Here is hypothesized a truly revolutionary notion that rounded cystic forms of Borrelia burgdorferi are the root cause of the rounded structures called plaques in the Alzheimer brain. Rounded “plaques’ in high density in brain tissue are emblematic of Alzheimer’s disease (AD). Plaques may be conceptualized as rounded “pock mark-like” areas of brain tissue injury. In this century, in brain tissue of AD, plaques are Amyloid Plaques according to the most up to date textbooks. In the last century, however, Dr. Alois Alzheimer did not require amyloid as the pathogenesis for either the disease or for the origin of its plaques. Surely, amyloid is an event in AD, but it may not be the primal cause of AD. Indeed in plaques, amyloid is regularly represented by the “congophilic core” structure which is so named because the waxy amyloid material binds the congo red stain and is congophilic. However an accepted subset of plaques in AD is devoid of a congophilic amyloid core region (these plaques “cotton wool” type plaques, lack a central congophilic core structure). Furthermore, there is “plaque diversity” in Alzheimer’s; small, medium and large plaques parallel variable cystic diameters for Borrelia burgdorferi. Perturbations of AD plaque structure (i.e. young plaques devoid of a central core and older plaques with or without a central core structure) offer room for an alternate pathway for explanation of ontogeny of the plaque structures. If amyloid is not required to initiate all of the possible plaques in Alzheimer’s, is it possible that amyloid just a by product of a more fundamental primal path to dementia? If a byproduct status is assigned to amyloid in the realm of plaque formation, then is amyloid also an epiphenomenon rather than a primary pathogenesis for Alzheimer’s disease. In the “anatomy is destiny” model, cysts of borrelia are always round. Why then not accept roundness as a fundamental “structure determines function” argument for the answer to the mystery of why Alzheimer plaques are always round? Parataxis causality, a concept borrowed from philosophy, is the error that comes from linking two events, which occur contemporaneously or in close proximity to one another with a cause and effect relationship. Parataxis tells us that what appears to be cause and effect in the couplet “amyloid plaque” merely by a proximity relationship may be “spurious causality” which is a cognitive dead end.

Introduction

The first published report of a cystic form for Borrelia burgdorferi, the etiologic agent of Lyme Borreliosis, was offered as a video poster presentation “Concurrent Neocortical Borreliosis and Alzheimer’s Disease – Demonstration of s Spirochetal Cyst Form”, at the International Conference on Lyme Disease and Related Disorders which was sponsored by the New York Academy of Sciences and the New York Department of Health on September 14–16, 1987 [1].

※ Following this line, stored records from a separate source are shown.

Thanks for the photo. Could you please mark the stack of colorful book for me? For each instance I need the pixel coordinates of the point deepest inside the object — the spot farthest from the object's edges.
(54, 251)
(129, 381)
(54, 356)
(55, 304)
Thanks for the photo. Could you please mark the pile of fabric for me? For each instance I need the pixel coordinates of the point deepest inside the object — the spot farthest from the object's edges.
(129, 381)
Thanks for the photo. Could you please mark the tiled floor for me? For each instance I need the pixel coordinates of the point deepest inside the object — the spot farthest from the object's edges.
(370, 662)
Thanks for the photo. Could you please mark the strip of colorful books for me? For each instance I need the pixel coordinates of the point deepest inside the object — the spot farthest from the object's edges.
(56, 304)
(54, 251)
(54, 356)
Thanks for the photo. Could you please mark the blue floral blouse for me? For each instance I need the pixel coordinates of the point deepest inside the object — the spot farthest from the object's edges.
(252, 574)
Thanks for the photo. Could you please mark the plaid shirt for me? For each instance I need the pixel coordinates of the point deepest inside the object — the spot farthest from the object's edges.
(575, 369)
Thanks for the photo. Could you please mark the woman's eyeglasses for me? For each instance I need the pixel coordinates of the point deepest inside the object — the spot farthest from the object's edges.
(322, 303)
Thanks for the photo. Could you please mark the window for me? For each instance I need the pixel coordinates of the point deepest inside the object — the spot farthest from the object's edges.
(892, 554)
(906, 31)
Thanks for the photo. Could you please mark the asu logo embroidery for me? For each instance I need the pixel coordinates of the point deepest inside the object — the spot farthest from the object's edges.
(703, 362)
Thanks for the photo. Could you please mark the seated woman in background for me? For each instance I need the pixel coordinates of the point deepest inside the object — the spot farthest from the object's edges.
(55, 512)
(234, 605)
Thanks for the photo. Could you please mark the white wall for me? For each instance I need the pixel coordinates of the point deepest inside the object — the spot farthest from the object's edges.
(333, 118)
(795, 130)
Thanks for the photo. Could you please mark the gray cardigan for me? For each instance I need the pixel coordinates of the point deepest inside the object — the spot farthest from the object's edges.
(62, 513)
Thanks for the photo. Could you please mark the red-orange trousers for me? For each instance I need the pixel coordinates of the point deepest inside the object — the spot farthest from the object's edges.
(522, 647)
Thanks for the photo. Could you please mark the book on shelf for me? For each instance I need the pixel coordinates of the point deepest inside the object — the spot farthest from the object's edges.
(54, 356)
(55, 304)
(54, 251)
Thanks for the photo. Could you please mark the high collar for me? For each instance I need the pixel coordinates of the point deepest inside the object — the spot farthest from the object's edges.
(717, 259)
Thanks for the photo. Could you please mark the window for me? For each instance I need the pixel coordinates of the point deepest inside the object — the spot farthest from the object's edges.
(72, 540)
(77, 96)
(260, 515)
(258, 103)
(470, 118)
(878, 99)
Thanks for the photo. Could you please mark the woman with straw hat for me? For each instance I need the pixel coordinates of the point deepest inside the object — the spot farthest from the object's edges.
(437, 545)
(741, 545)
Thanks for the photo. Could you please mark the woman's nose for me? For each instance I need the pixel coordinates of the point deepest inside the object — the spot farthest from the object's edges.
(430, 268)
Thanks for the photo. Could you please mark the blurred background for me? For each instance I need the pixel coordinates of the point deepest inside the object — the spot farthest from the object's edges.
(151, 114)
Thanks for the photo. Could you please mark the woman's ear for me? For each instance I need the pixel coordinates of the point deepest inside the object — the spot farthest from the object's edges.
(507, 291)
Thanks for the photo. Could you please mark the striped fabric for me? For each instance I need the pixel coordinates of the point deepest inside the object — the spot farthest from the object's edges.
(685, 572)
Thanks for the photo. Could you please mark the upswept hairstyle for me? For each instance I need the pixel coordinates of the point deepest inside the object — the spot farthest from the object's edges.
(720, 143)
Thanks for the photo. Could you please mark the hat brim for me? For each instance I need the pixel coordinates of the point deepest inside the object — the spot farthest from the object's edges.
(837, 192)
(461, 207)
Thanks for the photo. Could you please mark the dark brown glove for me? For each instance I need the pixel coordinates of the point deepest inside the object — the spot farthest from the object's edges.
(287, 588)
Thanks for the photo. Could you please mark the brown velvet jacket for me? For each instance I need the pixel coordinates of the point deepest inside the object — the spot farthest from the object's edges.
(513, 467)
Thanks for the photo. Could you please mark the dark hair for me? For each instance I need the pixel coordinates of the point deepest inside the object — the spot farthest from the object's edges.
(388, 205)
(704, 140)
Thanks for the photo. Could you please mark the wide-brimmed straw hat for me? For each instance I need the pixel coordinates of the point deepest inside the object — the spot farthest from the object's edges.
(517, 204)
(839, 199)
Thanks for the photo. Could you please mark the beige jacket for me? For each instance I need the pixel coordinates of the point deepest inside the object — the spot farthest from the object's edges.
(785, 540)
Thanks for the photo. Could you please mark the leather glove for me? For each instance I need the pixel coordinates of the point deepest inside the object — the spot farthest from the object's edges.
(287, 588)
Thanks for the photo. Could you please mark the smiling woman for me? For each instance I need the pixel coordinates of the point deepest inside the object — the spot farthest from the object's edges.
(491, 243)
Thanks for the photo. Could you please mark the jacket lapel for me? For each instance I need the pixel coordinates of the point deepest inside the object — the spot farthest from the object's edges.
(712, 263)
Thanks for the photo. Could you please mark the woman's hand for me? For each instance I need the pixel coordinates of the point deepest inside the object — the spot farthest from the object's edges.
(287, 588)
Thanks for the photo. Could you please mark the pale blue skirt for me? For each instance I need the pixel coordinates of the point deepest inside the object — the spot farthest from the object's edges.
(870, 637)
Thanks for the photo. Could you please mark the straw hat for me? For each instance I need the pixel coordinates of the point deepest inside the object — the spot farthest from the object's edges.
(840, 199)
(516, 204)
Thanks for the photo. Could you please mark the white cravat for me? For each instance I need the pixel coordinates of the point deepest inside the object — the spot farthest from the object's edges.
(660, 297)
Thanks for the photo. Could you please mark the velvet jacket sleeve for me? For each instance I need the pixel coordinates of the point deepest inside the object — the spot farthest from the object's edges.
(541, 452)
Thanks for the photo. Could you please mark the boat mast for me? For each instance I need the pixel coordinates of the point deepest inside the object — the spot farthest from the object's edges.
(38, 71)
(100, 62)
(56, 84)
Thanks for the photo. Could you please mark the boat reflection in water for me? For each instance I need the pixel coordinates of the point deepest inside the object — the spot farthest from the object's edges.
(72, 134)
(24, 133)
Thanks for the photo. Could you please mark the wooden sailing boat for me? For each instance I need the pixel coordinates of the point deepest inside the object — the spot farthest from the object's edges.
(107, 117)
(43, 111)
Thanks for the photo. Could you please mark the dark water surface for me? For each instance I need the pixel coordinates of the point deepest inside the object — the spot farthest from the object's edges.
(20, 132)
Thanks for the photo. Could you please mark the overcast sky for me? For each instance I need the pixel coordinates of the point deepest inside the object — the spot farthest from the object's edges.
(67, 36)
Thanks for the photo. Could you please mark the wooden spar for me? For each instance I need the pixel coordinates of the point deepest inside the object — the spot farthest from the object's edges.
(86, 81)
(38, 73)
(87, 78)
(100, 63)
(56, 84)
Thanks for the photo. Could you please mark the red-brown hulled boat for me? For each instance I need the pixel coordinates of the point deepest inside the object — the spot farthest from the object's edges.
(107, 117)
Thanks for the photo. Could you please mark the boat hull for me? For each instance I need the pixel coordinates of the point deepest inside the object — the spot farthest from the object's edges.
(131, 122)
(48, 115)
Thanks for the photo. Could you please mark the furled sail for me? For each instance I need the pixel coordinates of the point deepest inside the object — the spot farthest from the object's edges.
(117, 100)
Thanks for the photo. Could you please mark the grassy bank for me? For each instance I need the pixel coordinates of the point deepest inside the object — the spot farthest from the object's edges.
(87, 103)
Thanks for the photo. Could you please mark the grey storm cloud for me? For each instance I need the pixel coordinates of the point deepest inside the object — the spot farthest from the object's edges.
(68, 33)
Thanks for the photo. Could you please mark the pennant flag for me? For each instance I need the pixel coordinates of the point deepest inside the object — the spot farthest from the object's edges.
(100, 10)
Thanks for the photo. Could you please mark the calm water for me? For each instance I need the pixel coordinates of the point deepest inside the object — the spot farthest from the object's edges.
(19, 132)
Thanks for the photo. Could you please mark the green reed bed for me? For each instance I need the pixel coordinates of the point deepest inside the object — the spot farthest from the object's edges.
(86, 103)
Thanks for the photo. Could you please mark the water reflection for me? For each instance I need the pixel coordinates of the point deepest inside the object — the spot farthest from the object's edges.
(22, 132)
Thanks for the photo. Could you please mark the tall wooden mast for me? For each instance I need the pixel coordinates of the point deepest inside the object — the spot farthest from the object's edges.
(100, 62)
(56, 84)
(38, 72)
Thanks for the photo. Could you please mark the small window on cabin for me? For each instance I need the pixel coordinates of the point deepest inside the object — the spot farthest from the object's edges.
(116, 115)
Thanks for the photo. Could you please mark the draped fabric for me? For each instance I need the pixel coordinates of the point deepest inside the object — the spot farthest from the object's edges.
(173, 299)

Subsequently, beginning in 1994, published reports of cysts of Borrelia burgdorferi began to appear in the peer reviewed literature, and to date more than 40 articles from workers in Europe and the United States have ratified the scientific validity of rounded cystic forms of the spirochete emerging from the corkscrew forms under conditions of adversity (starvation, osmolar shock, acid pH, and antibiotic effects) [2].

Alzheimer’s disease associated with corkscrew shaped Borrelia spirochetes in autopsy brain tissue has been reported by two pathologists [3], [4], [5], [6], but cystic forms of Borrelia burgdorferi in Alzheimer brain tissues have only been the focus of research for one pathologist in the world [7].

Cystic profiles of borrelia closely correspond to the diverse profiles of plaques, namely they are always round, and are capable of increase in size from little to big as cystic spirochetal growth progresses. Maturation of cysts parallels “maturation” of plaques of increasing age, based on observations of spirochetal cysts in a tissue culture model. Cystic spirochetes in tissue culture incorporate injured cells into their interior regions. Amyloid fibrils within blood vessels of the brain may wind up within the plaque region, now redefined as spirochetal cyst “territory”, merely because the rounded cyst “landed on a blood vessel” which contained amyloid in its wall. DNA hybridization methods demonstrate the areas where Borrelia DNA is deposited in the Alzheimer brain. Hybridizations using DNA from the spirochete develop a “map” of the terrain of the brain where, like little rounded villages and cities, rounded “map sites” of spirochetal DNA appear. Spirochetal sites on these “DNA maps” match the sites of the plaques in the Alzheimer brain. Now is the time for a new opportunity to re-evaluate Alzheimer’s disease with DNA mapping methods.

Section snippets

The hypothesis

Cystic spirochetes show close structural similarities to the profiles of AD plaques. First, will be images of the plaques, second will be spirochetal cysts.

Therefore, the hypothesis was formulated that the cysts of the spirochete are the actual cause of the plaques.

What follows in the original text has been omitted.